On 25 Oct 2013, at 23:33, smi...@zonnet.nl wrote:

Citeren meekerdb <meeke...@verizon.net>:

On 10/25/2013 9:08 AM, John Clark wrote:
On Thu, Oct 24, 2013 at 5:00 PM, Quentin Anciaux <allco...@gmail.com <mailto:allco...@gmail.com>> wrote:

> Be consistent, reject MWI, or ask *the same question* about the probability of
   *you* (who is you ? pinocchio maybe ?)


In the MWI John Clark doesn't have to worry about who "you" is because however many copies of "you" there may or may not be they will never meet and John Clark will never see more than one copy of Quentin Anciaux. But in Bruno's thought experiment that is no longer true, so to continue to blithely babble on about "you" causes nothing but confusion.

I don't see why that is determinative. Suppose the M-man never meets the W-man and in fact neither of them even knows whether the other one exists?


   > measuring spin up while measuring the spin of an electron


And probability implies prediction and prediction has nothing to do with a sense of self, and that is what Bruno's "proof" is all about. If when you pressed the button you were 99% certain, in fact even if you were 100% certain and there was not the tiniest particle of doubt in your mind that you would end up in Washington, and one second later you found yourself in Moscow your sense of self would not be diminished one iota, you'd just figure that you made a bad prediction, and it wouldn't be for the first time.

Sure, and if the experiment were repeated N times then most of the 2^N participants would find, consulting their diaries, that they were right about half the time and wrong the half - and, even after comparing notes with one another, they would decide that Bernoulli trials are a good model of what happens when being teleported via Bruno's duplicator.



> Your agenda is not to try to comprehend something, it is just to bash someone with
   no reason except misplaced pride.


Ask yourself this question, why aren't Bruno's ideas universally recognized by the scientific community as a work of genius?
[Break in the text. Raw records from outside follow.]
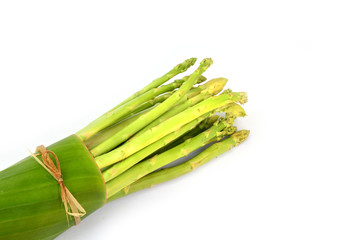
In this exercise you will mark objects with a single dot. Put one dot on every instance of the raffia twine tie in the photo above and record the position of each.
(69, 201)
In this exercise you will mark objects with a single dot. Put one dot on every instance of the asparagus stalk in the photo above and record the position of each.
(122, 166)
(180, 68)
(212, 87)
(147, 166)
(162, 98)
(167, 174)
(207, 123)
(124, 110)
(170, 125)
(110, 131)
(144, 120)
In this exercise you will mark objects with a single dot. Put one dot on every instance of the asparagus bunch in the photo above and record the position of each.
(132, 145)
(159, 124)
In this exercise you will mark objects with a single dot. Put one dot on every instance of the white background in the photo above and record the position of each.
(63, 63)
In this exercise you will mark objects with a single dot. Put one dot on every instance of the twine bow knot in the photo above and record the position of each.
(69, 201)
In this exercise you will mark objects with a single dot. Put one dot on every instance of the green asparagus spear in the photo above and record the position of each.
(121, 112)
(144, 120)
(194, 96)
(167, 174)
(147, 166)
(170, 125)
(122, 166)
(180, 68)
(211, 88)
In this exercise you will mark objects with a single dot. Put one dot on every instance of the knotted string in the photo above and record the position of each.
(67, 198)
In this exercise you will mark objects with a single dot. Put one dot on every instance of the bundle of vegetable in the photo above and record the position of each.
(124, 151)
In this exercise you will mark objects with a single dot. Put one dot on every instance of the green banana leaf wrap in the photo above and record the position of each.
(30, 198)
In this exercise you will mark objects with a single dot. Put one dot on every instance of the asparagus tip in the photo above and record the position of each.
(214, 86)
(235, 110)
(201, 79)
(182, 67)
(240, 136)
(243, 97)
(206, 63)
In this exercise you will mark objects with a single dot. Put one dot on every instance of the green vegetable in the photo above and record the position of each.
(123, 151)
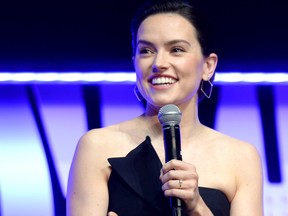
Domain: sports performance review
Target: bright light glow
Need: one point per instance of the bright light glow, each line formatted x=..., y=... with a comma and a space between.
x=130, y=77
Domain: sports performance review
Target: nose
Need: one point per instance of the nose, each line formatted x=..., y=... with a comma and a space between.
x=160, y=63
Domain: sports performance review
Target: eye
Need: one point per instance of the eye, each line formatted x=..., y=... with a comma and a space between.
x=177, y=50
x=145, y=51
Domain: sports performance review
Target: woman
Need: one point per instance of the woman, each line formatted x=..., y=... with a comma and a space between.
x=121, y=169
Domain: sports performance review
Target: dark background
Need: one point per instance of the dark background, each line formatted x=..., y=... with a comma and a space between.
x=251, y=35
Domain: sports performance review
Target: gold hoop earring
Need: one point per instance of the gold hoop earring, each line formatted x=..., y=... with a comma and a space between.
x=206, y=88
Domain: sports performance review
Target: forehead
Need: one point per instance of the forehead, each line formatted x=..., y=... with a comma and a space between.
x=165, y=25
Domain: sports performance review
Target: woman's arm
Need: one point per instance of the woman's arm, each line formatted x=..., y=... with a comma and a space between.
x=87, y=192
x=248, y=199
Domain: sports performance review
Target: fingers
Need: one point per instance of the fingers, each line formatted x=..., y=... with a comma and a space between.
x=179, y=179
x=175, y=170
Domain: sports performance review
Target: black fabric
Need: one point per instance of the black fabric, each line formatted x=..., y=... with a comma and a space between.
x=135, y=188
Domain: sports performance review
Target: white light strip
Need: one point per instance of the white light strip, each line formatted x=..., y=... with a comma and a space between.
x=130, y=77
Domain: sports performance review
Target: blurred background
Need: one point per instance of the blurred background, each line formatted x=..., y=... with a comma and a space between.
x=42, y=119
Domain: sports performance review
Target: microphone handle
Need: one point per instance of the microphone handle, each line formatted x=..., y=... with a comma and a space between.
x=172, y=144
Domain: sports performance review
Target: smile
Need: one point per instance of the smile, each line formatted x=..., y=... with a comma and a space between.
x=163, y=81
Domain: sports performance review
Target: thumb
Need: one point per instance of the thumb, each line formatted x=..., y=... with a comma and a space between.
x=112, y=214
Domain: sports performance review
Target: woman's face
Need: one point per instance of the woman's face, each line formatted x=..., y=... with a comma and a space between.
x=168, y=60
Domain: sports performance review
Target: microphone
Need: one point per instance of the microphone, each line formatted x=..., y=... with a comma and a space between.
x=170, y=117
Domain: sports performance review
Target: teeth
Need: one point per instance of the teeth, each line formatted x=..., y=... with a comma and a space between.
x=163, y=80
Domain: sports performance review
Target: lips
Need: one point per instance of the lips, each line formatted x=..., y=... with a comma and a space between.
x=163, y=80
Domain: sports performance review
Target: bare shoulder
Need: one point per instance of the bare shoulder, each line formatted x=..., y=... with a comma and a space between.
x=87, y=192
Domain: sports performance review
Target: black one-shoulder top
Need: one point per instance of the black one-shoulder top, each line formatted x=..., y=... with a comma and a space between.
x=135, y=188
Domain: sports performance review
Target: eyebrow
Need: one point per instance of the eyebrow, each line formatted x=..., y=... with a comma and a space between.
x=172, y=42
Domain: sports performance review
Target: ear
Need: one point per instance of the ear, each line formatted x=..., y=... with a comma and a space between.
x=209, y=66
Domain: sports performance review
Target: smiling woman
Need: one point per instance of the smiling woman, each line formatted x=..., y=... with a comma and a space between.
x=110, y=168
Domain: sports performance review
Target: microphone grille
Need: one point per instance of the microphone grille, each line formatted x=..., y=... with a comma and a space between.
x=169, y=114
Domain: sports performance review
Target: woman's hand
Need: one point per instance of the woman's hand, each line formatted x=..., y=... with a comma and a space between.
x=112, y=214
x=180, y=180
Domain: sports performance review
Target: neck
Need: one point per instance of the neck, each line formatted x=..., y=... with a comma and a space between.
x=189, y=124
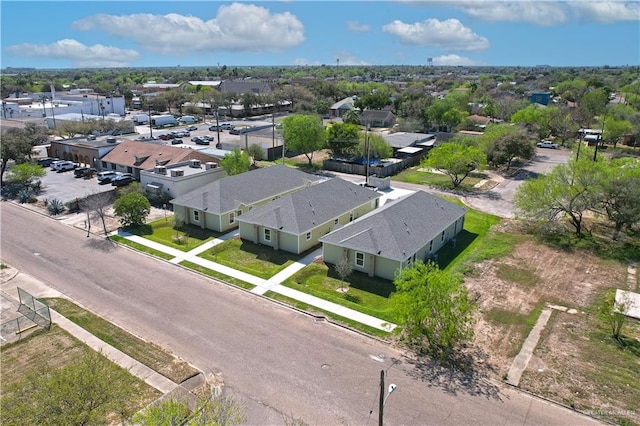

There are 2 possibilities:

1) Due to the same misplaced pride that I have the entire scientific community is jealous of Bruno and would rather destroy a stunning new advancement in human knowledge than admit they didn't find it first.

2) The entire scientific community has run into the exact same logical stumbling block in Bruno's ideas that I did.

Or they consider this particular idea, uncertainty via duplication, to be a commonplace and uncontroversial. Most people (including me) find the last two steps of Bruno's argument more suspect in which he argues that all possible computation is the fundamental basis of the material world.

Brent

It is:

3) Bruno has yet to develop the mathematical tools to do practical computations.


Not at all. That would be the case if the goal was doing physics, but the goal was only to formulate the mind body problem. Then, despite this, the math part (AUDA, the machine's interview) does provide the mathematical tools to do practical computations. The arithmetical quantization is fully given and has been compared with quantum logic. That we are at light years from getting anything like the standard model is not really relevant, as the standard model does not address the mind-body problem. A physicist can complain that comp is a long way to be able to use as physics, but I insist: the goal is to show that the mind-body problem is not solved, and that with comp, we have to derive physics from arithmetic, and I got already the propositional part of physics.

The subject is the mind-body problem, not physics per se.

Technically, the problem is that physicists don't know mathematical logic (as Penrose illustrated to the logicians). Very few physicists understand the X1* and Z1* logic, which gives the needed arithmetical quantizations.

That's another problem: only logicians knows logic. They have no problem with AUDA. But many just dislike the mind-body problem and applications of logic. My work reminds that logic per se does not solve philosophical problem, which annoy them as they are still under the spell of Vienna positivism, where logic is used to replace metaphysics, and comp shows that this is not enough.

I think.


Bruno



Suppose that you could derive the Standard Model from deeper principles, then it doesn't matter what the philosophical objections against these principles are.

No one cares that Einstein's arguments leading to Special Relativity were not rigorous. Obviously, you can't derive special relativity rigorously from electrodynamics, because relativity is more fundamental than electrodynamics. At best you can present heuristic arguments. Some philosophers do make a problem out of that, but in physics no one really cares. Most modern textbooks do this correctly by discussing Lorentz invariance and only then deriving the Maxwell equations as the correct generalization of Coulomb's law.